HALIFAX -- Nova Scotia's government is providing funding for 15 additional specialists annually at Dalhousie University, with plans for most to be placed outside of Halifax.

The expansion will mean the annual number of spaces at the province's medical school will grow to 65, with the residents to spend up to five years training in their specialty.

The program is aiming to add the positions beginning in July.

Health Minister Randy Delorey said the expansion will provide service in communities in need of specialties such as youth psychiatry, palliative medicine and internal medicine.

"This addresses the treatment and delivery of specialized services. This helps manage workload for specialists in each of the disciplines," he said.

He estimated that up to 75 per cent of doctors in residency programs in Nova Scotia tend to stay in the province.

He estimated the annual cost at $1.5 million, noting the funding will fulfil a Liberal campaign pledge.

Delorey said the decision wasn't based on the risk that Saudi Arabian residents and specialists based in Nova Scotia may be recalled by the Saudi government over a diplomatic dispute with Canada.

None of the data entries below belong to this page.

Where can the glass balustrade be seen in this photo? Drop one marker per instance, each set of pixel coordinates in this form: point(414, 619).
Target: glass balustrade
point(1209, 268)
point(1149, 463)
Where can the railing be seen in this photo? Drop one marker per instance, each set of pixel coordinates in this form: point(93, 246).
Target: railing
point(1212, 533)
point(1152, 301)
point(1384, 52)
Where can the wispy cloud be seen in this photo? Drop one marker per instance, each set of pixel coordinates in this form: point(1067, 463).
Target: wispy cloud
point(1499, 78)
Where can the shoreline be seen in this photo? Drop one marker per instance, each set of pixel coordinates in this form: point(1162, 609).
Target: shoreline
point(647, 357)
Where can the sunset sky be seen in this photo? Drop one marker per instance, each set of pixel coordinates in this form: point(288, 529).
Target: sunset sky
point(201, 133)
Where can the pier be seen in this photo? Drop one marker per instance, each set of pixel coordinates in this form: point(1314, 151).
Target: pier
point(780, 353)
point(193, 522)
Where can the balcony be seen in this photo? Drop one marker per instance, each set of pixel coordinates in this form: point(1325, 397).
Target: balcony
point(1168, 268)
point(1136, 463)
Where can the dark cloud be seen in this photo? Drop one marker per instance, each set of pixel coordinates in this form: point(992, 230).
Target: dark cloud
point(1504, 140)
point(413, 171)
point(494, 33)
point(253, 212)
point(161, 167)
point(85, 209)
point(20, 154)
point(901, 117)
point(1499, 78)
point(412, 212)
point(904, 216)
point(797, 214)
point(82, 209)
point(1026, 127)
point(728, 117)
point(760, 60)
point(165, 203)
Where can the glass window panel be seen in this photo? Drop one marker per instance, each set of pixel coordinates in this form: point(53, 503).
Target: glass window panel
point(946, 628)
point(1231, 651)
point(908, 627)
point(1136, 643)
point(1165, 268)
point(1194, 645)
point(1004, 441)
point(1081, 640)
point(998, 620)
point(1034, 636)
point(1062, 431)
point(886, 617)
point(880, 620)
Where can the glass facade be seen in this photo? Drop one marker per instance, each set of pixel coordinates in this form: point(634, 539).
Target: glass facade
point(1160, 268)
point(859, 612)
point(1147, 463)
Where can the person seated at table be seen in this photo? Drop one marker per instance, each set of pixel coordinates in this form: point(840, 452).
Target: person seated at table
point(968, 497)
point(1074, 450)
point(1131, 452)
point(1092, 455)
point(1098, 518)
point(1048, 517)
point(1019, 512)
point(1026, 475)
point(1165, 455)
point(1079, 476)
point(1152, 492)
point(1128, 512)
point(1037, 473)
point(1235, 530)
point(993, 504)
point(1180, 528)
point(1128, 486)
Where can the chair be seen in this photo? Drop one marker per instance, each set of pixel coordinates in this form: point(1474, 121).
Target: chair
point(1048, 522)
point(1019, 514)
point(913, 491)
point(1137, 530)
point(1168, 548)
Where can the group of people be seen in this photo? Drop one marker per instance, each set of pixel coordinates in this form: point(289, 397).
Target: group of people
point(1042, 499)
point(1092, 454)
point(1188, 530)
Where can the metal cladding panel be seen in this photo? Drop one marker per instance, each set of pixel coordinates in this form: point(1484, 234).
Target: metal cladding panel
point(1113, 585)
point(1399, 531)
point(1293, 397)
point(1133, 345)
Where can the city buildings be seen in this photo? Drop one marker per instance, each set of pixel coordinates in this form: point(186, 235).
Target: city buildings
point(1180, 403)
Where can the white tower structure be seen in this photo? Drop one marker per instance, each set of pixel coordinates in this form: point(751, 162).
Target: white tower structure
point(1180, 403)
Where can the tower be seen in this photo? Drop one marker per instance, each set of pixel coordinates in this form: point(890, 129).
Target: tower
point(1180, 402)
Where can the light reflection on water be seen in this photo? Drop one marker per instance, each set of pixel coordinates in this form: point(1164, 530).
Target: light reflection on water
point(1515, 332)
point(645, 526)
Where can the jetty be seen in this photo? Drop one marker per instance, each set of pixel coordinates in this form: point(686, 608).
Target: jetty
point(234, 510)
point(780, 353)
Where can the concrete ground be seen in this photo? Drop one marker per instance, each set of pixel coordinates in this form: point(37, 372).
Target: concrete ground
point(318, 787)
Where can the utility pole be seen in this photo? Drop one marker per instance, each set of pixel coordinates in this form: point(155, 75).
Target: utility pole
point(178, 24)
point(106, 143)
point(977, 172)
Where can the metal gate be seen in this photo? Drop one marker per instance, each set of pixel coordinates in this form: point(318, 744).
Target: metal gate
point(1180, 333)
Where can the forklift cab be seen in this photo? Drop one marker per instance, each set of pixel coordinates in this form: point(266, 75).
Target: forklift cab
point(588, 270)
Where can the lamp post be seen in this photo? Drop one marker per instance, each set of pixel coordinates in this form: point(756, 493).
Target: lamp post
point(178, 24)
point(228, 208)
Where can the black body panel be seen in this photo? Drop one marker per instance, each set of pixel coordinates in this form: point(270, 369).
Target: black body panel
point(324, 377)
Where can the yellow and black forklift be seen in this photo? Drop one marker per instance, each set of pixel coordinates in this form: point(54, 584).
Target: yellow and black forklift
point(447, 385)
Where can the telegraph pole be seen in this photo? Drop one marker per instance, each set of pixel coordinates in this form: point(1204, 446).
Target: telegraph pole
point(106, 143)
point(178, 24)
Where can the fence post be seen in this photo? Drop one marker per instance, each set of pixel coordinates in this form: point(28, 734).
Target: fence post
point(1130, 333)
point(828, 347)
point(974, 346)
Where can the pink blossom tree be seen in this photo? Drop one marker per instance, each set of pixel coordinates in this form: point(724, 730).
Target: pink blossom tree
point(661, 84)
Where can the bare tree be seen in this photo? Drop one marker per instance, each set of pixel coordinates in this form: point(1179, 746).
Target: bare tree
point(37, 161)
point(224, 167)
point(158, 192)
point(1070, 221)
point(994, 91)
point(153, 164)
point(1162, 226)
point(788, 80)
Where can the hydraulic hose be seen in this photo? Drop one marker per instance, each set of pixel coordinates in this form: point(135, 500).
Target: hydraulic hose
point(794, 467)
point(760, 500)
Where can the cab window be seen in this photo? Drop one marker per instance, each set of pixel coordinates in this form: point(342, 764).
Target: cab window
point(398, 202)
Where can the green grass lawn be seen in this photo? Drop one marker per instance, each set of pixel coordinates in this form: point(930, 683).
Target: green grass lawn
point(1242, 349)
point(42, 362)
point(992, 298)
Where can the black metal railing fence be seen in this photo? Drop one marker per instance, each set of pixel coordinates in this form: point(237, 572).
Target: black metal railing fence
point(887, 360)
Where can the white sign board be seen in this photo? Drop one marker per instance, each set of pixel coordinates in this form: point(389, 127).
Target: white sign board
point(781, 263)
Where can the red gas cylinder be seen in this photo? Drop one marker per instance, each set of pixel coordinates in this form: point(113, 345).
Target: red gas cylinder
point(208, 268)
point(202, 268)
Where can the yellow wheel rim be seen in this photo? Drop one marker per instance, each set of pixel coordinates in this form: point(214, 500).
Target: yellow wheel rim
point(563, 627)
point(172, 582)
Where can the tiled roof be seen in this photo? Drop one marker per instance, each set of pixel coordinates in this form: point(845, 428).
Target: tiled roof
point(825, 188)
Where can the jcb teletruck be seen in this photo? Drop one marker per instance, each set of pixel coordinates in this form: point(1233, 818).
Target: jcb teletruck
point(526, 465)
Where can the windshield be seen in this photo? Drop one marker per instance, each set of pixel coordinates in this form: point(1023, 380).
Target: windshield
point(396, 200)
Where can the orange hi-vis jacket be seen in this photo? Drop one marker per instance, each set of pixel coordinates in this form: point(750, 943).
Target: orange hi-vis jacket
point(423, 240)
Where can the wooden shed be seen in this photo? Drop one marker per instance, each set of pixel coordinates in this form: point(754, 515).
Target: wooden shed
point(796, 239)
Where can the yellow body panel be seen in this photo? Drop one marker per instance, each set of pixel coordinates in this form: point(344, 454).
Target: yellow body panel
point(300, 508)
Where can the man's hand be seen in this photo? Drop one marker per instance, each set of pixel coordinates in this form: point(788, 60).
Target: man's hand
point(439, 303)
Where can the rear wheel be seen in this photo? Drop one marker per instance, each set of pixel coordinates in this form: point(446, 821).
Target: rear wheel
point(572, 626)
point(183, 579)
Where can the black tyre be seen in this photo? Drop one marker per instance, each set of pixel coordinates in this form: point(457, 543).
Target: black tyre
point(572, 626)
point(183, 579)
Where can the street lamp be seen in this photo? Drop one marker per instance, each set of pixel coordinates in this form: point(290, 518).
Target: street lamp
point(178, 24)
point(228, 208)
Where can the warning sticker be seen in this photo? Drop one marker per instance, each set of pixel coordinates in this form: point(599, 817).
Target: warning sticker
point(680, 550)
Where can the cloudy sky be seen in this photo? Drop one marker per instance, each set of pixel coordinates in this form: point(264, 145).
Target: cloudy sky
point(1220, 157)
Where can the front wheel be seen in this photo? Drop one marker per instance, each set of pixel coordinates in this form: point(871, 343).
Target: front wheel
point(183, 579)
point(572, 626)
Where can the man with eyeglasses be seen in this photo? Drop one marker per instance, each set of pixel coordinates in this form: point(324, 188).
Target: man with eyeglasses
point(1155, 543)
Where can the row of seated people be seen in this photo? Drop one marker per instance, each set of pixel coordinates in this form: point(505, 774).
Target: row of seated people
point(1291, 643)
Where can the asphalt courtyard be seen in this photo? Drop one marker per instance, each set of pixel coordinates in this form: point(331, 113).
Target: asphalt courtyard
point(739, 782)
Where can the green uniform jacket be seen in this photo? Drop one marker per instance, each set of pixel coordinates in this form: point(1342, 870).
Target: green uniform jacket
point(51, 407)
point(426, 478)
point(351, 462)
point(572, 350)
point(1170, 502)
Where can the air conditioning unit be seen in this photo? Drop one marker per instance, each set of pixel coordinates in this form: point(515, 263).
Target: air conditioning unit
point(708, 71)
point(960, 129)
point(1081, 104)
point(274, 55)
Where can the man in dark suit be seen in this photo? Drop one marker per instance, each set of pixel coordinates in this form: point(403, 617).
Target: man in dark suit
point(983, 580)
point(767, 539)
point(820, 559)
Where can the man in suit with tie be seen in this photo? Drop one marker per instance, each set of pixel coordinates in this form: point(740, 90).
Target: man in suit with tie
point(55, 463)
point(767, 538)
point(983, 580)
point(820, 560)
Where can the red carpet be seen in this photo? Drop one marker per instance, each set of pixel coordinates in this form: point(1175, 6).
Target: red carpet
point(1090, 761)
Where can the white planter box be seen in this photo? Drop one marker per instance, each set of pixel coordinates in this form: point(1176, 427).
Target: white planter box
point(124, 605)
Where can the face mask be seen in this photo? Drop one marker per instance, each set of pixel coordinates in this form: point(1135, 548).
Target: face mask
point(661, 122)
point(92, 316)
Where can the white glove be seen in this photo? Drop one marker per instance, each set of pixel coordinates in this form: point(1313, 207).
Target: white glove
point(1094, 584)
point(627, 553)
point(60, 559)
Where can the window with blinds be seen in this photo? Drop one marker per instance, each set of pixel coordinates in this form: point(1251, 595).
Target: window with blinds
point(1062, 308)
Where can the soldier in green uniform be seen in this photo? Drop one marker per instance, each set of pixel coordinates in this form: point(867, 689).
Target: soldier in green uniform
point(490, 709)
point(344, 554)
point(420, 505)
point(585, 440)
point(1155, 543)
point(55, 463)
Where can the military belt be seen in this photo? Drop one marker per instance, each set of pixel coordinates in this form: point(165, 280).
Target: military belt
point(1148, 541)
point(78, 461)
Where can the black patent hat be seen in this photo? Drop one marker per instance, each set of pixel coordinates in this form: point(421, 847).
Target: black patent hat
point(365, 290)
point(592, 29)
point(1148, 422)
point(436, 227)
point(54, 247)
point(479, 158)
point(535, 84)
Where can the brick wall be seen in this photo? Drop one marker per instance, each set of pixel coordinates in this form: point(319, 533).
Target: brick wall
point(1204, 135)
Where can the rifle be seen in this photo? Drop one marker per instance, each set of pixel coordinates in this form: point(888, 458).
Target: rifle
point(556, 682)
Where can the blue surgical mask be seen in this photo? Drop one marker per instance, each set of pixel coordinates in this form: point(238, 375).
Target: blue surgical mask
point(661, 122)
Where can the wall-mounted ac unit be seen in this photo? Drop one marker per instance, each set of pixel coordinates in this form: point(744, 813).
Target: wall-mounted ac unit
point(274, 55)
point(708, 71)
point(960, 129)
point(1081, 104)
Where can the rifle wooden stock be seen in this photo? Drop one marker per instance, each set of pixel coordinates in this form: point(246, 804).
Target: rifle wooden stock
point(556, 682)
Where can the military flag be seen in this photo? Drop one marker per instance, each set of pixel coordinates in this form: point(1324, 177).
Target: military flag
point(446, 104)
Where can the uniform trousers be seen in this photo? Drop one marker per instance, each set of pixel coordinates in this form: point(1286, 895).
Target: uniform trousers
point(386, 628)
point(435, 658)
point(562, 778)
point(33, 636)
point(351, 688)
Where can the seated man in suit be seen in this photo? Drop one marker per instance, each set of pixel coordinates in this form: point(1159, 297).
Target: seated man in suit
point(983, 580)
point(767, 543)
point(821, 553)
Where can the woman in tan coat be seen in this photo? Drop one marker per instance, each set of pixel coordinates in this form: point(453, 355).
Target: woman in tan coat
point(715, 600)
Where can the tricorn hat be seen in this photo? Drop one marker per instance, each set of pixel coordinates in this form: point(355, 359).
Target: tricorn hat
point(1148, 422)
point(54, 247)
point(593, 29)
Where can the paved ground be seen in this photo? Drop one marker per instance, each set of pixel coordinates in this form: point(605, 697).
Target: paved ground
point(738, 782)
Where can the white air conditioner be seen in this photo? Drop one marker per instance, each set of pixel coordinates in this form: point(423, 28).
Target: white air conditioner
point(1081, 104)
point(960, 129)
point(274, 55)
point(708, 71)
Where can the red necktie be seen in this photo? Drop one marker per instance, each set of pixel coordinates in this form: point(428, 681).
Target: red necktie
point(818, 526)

That possibility arose last month, as the Saudis responded to the Canadian government's criticisms of its human rights record.

The specialist program for Dalhousie has been in planning for over a year.

Still, Delorey said if the Saudi Arabian government requires about 60 students who are in residency positions in Nova Scotia to return to their homeland, the new positions approved Wednesday will be helpful.

"Certainly our ... work and recognition of establishing these residency positions puts us in a better position when it comes to potential departures of Saudi residencies," he said.

Dr. David Anderson, the dean of medicine at Dalhousie, said he believes the increase will have a "positive and sustained impact" on specialist shortages, as it's expected within five years it will add up to 75 residents around the province.

He said the plan is to arrange for the majority of the training at smaller centres outside of the major hospitals in Halifax.

Dr. Tim Holland, the president of Doctors Nova Scotia, said the announcement is a major benefit to patients around the province.

"Residents are front-line doctors and deliver a lot of important care," he said.

Holland said studies show most will stay in the province: "Where you train often indicates where you will end up practising."